Dopo anni di frantumazione delle forze di sinistra, i comunisti italiani, che ancora fino a una decina di anni fa erano addirittura al governo del Paese, hanno spiegato la loro strategia di unificazione della sinistra. Nell’incontro si sono affrontati anche questioni relative al lavoro nei sindacati e la necessità di costruire forme di integrazione alternative all’Unione Europea. La tesi del PC di spingere la Svizzera ad aprirsi ai BRICS in alternativa ai diktat di Bruxelles e di difesa del concetto di neutralità ha in tal senso suscitato molto interesse nei comunisti italiani.
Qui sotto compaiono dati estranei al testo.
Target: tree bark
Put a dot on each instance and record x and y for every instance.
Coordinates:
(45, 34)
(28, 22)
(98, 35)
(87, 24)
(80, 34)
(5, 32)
Si è poi svolto un incontro con il prof. Oliviero Diliberto (nella foto con Ay e Lucchini), già segretario nazionale dei Comunisti Italiani ed ex-Ministro della Giustizia che è stato insignito della tessera onoraria del PC. Con Diliberto – che è attualmente consulente del governo cinese per le riforme giuridiche – si è affrontato il tema della cooperazione economica fra i paesi asiatici e l’Europa, un tema che con l’accordo di libero scambio fra Cina e Svizzera assume una valenza strategica.